Par ces motifs, la Chambre des recours pénale prononce :
I. Le recours est admis.
II. L’ordonnance du 29 novembre 2022 est annulée.
III. Le dossier de la cause est renvoyé au Ministère public de l’arrondissement de Lausanne pour qu’il statue dans le sens des considérants dans un délai de trente jours dès la notification du présent arrêt.
IV. Le séquestre de la [...], dont Y.________ est le détenteur, est maintenu dans l’intervalle, respectivement jusqu’au jour où le Ministère public statuera à nouveau avant l’échéance du délai imparti.
V. Les frais de la procédure de recours, par 880 fr. (huit cent huitante francs), sont laissés à la charge de l’Etat.
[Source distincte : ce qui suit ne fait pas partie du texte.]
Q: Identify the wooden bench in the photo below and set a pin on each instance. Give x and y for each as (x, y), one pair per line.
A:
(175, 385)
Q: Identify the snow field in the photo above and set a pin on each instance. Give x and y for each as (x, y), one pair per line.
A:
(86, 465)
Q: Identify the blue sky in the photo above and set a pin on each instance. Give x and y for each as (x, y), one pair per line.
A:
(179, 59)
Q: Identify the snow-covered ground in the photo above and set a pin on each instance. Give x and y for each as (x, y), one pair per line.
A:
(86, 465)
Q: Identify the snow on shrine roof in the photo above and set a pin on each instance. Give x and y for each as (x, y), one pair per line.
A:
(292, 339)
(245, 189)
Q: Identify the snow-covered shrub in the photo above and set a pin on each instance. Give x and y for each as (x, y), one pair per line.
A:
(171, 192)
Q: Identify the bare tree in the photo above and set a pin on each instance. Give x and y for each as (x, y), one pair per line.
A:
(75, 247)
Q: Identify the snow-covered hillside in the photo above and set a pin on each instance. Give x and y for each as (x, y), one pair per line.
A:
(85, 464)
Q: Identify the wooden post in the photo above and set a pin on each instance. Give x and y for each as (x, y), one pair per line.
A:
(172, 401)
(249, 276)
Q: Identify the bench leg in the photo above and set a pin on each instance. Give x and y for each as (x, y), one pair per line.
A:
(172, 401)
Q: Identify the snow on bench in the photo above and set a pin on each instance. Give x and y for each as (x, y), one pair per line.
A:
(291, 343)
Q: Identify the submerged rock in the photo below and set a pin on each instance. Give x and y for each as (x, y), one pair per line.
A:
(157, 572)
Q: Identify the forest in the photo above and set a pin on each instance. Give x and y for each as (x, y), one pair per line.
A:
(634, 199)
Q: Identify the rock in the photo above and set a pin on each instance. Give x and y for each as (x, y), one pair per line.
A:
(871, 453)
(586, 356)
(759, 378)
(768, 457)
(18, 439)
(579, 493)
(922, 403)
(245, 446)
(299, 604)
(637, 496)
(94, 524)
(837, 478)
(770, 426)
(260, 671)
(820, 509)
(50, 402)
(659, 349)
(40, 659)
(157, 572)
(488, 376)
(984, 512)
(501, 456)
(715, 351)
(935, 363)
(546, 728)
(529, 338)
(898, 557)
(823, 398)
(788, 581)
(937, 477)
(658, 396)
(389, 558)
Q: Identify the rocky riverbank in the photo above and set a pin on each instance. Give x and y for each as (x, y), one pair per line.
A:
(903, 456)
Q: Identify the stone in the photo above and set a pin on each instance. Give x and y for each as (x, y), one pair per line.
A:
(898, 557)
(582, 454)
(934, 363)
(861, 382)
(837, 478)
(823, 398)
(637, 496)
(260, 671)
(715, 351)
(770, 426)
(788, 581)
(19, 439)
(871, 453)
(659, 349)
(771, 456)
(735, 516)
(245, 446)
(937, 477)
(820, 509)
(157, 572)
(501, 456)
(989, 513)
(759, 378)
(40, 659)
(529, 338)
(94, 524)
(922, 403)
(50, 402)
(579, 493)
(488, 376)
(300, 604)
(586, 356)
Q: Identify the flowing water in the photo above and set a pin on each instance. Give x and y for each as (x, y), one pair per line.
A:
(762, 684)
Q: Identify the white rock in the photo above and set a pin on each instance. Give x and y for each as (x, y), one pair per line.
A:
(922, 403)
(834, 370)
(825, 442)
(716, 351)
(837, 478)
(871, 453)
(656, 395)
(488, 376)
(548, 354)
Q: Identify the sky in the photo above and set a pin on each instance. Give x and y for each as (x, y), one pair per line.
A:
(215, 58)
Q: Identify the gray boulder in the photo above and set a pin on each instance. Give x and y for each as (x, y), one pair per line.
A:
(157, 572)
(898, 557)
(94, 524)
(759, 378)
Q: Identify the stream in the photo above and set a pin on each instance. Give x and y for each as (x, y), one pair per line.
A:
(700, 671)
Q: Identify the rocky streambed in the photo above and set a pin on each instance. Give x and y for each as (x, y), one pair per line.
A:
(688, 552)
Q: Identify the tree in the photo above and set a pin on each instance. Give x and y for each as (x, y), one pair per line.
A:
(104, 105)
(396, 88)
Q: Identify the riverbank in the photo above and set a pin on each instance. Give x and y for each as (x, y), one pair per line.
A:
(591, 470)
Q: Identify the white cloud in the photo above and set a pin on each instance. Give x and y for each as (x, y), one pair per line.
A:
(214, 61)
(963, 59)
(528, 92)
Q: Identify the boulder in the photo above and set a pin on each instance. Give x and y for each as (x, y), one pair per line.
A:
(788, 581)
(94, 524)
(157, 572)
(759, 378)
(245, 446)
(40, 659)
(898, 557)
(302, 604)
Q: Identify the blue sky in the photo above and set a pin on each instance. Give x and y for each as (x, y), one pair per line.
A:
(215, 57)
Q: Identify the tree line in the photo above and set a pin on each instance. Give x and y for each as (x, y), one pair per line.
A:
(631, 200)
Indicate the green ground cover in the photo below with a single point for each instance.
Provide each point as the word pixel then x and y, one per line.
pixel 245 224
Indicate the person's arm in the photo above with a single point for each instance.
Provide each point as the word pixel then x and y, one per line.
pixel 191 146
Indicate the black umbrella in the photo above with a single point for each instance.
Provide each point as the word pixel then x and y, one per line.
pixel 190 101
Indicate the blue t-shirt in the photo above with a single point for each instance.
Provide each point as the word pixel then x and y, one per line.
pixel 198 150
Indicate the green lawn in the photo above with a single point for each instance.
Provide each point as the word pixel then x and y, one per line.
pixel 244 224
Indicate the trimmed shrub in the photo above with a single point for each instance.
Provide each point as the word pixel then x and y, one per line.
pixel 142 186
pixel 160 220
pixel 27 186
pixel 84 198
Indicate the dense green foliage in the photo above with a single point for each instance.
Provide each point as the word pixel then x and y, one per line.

VI. Une indemnité de 989 fr. (neuf cent huitante neuf francs) est allouée à Y.________ pour la procédure de recours, à la charge de l’Etat.
VII. L’arrêt est exécutoire.
La présidente : La greffière :
Du
Ministère public central,
M. le Procureur du Ministère public de l’arrondissement de Lausanne,
par l’envoi de photocopies.
Le présent arrêt peut faire l'objet d'un recours en matière pénale devant le Tribunal fédéral au sens des art. 78 ss LTF (loi sur le Tribunal fédéral du 17 juin 2005 ; RS 173.110). Ce recours doit être déposé devant le Tribunal fédéral dans les trente jours qui suivent la notification de l'expédition complète (art. 100 al. 1 LTF).